Gandhi Rohan Pankaj received his MS  Dual Degree in Computer Science and Engineering (CSE). His research work was supervised by Dr. Vinoo A. Here’s a summary of Gandhi Rohan Pankaj’s thesis Identifying Unique Brain Signatures Among Individuals Using Supervised Machine Learning:

Recent studies in neuroscience suggest that a unique individual-specific functional connectivity pattern, or brain signature exists in individuals which can be identified by capturing correlated brain activity using functional Magnetic Resonance Imaging (fMRI). All the previous research done in this subject, brief as it is, has utilized some sort of unsupervised similarity measure to identify the individuals, along with mostly using only a static functional connectivity measure. The objective of our thesis is to utilize the functional connectivity patterns to identify an individual using a supervised machine learning based classification approach. To this end, we use the results of static and dynamic functional connectivity (sFC and dFC, respectively) measures on different fMRI datasets as feature sets for different linear and non-linear classification models to evaluate how well the individuals can be identified.
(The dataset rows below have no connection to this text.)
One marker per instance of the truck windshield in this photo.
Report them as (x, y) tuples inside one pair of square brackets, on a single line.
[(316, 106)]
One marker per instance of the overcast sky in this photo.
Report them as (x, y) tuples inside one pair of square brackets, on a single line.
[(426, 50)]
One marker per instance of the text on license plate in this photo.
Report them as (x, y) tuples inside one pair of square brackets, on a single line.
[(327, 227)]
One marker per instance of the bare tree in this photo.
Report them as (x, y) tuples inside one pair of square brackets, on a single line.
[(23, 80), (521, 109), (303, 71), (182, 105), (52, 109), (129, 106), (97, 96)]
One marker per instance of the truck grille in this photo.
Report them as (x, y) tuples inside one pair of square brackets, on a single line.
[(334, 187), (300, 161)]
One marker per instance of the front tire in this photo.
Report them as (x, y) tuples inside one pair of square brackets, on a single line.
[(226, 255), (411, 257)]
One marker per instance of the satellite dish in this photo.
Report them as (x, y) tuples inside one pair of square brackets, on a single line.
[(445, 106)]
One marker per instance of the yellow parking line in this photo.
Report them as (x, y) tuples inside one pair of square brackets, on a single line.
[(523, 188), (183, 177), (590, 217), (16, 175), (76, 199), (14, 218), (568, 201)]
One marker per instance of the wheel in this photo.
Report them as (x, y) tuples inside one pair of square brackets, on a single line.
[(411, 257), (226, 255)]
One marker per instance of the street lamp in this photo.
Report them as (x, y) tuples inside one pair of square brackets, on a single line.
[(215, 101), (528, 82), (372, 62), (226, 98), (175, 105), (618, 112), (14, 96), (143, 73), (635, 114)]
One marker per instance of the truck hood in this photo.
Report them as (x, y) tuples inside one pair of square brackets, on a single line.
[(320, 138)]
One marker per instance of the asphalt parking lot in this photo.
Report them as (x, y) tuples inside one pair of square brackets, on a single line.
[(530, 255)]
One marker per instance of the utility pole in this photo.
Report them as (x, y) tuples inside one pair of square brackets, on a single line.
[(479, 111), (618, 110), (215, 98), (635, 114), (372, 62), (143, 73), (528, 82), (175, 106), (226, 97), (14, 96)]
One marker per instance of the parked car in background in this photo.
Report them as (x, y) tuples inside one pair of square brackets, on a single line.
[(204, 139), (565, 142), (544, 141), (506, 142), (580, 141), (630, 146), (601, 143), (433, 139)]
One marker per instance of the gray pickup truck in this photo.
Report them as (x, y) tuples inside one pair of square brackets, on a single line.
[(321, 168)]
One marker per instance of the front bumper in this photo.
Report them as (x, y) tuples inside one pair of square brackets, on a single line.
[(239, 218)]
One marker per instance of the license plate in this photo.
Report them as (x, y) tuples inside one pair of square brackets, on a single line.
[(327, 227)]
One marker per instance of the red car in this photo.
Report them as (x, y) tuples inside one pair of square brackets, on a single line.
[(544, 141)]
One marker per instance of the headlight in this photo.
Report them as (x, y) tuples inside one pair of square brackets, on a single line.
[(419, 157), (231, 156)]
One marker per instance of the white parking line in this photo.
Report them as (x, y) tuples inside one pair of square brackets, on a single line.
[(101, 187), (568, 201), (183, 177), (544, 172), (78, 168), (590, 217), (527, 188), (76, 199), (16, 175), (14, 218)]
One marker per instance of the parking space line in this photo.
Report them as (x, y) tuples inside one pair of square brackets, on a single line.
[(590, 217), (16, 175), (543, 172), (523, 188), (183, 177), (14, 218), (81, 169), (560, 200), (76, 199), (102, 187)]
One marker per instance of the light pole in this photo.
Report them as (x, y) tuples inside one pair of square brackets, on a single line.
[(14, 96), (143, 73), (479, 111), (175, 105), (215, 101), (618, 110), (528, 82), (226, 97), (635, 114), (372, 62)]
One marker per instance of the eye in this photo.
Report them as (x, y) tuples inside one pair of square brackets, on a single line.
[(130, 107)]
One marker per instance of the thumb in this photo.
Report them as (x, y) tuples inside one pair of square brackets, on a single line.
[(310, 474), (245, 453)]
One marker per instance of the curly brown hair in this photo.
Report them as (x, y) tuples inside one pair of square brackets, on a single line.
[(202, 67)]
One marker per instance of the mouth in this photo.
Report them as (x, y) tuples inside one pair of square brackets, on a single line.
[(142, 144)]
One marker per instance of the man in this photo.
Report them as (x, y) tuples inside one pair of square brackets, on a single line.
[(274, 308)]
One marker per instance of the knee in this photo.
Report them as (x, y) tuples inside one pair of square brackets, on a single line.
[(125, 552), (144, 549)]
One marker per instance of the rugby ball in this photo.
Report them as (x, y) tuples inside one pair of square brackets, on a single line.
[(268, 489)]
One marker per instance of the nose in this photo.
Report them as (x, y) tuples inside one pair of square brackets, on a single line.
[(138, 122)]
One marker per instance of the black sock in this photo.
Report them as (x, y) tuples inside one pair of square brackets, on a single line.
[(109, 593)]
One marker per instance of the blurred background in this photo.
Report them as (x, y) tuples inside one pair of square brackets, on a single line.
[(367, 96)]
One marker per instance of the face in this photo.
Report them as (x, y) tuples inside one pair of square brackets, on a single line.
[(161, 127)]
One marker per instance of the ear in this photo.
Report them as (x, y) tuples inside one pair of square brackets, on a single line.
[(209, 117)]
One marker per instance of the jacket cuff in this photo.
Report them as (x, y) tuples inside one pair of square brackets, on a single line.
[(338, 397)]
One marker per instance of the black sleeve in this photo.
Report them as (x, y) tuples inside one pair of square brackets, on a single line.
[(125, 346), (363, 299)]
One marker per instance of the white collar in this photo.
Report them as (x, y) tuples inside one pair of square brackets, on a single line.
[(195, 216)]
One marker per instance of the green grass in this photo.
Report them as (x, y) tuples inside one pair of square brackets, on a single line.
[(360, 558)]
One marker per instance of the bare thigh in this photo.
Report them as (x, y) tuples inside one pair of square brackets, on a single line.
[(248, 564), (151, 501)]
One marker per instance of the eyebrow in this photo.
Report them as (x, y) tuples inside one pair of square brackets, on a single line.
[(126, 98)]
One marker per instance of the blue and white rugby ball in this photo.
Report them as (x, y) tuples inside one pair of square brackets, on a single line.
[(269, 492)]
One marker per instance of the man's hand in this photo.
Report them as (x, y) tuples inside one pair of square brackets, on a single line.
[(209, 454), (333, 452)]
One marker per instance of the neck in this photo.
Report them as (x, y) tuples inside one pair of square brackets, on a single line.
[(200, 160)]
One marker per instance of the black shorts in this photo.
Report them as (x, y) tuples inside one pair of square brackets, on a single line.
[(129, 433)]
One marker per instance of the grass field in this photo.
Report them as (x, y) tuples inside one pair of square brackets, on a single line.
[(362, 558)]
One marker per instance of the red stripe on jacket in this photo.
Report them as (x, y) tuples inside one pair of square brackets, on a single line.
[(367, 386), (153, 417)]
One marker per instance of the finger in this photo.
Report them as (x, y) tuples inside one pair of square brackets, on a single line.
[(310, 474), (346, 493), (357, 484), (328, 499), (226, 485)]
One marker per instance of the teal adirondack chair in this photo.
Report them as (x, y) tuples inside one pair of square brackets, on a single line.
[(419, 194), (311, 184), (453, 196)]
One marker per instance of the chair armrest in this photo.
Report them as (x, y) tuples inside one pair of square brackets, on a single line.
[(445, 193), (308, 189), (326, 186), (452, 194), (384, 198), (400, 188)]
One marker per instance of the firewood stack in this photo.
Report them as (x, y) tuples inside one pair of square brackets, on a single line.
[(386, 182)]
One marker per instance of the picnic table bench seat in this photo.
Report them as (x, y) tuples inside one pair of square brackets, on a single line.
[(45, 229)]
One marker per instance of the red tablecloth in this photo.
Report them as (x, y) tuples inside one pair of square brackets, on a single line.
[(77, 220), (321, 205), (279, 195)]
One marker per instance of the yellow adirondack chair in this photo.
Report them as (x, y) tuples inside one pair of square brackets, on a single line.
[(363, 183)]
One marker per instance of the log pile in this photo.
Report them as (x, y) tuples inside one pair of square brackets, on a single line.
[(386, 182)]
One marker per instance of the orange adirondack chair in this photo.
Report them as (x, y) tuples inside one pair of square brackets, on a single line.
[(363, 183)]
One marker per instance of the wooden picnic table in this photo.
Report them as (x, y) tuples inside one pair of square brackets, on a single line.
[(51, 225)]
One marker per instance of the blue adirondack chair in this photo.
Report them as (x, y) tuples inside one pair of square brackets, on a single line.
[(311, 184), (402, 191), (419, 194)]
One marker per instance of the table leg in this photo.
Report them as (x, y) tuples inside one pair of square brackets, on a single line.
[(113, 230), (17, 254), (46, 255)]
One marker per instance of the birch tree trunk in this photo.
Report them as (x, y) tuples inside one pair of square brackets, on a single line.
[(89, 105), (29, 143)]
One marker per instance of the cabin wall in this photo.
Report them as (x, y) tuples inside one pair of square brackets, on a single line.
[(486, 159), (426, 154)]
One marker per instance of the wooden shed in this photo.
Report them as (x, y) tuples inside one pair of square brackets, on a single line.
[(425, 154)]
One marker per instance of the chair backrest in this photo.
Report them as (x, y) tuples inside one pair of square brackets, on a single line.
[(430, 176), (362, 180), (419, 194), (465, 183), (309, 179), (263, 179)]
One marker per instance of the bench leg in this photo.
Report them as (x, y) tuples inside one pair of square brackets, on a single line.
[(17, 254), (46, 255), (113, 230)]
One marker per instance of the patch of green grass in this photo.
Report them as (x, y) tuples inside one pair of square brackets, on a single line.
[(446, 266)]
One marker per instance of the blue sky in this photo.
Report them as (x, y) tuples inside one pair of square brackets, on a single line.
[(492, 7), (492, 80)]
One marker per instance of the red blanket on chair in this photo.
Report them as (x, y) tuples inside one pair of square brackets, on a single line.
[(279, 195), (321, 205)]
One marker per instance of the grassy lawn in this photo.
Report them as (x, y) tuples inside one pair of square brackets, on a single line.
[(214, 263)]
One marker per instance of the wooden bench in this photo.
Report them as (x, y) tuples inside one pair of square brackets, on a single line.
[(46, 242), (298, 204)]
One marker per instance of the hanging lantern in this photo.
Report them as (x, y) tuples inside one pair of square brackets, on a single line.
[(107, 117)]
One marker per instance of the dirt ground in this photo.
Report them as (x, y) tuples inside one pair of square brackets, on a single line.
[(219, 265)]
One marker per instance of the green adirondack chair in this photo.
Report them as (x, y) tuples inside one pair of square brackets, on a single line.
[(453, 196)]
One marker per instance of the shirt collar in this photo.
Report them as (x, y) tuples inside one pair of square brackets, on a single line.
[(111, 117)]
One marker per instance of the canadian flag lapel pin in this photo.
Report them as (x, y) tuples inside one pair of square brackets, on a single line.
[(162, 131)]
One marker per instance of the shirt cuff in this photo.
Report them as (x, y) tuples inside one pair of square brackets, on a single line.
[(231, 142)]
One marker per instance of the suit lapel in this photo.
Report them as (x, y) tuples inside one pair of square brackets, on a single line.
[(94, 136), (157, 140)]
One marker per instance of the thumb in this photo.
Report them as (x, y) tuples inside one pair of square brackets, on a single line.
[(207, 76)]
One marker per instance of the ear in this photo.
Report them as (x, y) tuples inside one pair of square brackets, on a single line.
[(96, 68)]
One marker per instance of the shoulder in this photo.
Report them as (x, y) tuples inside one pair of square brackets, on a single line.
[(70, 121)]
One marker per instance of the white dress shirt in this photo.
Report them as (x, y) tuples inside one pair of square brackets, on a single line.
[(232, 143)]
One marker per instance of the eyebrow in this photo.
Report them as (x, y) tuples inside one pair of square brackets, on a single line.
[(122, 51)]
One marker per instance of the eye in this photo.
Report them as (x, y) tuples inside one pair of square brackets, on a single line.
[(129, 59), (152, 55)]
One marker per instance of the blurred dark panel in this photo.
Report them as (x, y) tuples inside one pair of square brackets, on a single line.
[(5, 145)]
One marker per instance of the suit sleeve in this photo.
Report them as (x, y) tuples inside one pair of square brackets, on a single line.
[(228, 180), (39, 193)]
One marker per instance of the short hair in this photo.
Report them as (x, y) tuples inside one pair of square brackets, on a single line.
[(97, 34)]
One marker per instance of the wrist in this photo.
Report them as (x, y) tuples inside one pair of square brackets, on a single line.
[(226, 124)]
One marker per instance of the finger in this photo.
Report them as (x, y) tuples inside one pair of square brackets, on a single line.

For this, we utilize two previously published datasets comprising of naturalistic music listening task-based fMRI response and resting-state fMRI response. We also aimed to find the neural correlates to the brain signatures for identifying the individuals. We found that the classification models using dynamic FC outperform their counterpart, more specifically, the Instantaneous Phase Synchrony (IPS) method of dFC analysis works better than correlation-based windowed analysis. we also found homotopic connectivity of various regions in brain to be an important part of the brain networks used to identify individuals, while the Olfactory Cortex came up repeatedly as an important brain region as well. For the next part of our study, we observed the effects of band-pass filtering and changing the sample size on identifying individuals using the IPS method of dFC analysis by utilizing the minimally pre-processed HCP dataset. We found that performing a band-pass filter greatly boosts the classification accuracy, which stays stable even when the sample size of individuals is increased. Overall, this study shows a lot of promise on using a machine learning approach to identify individuals while using IPS as a dFC measure and presents a novel direction to investigate further. Keywords: identifying individuals, dynamic functional connectivity, instantaneous phase synchrony, fMRI, machine learning, classification, naturalistic paradigm.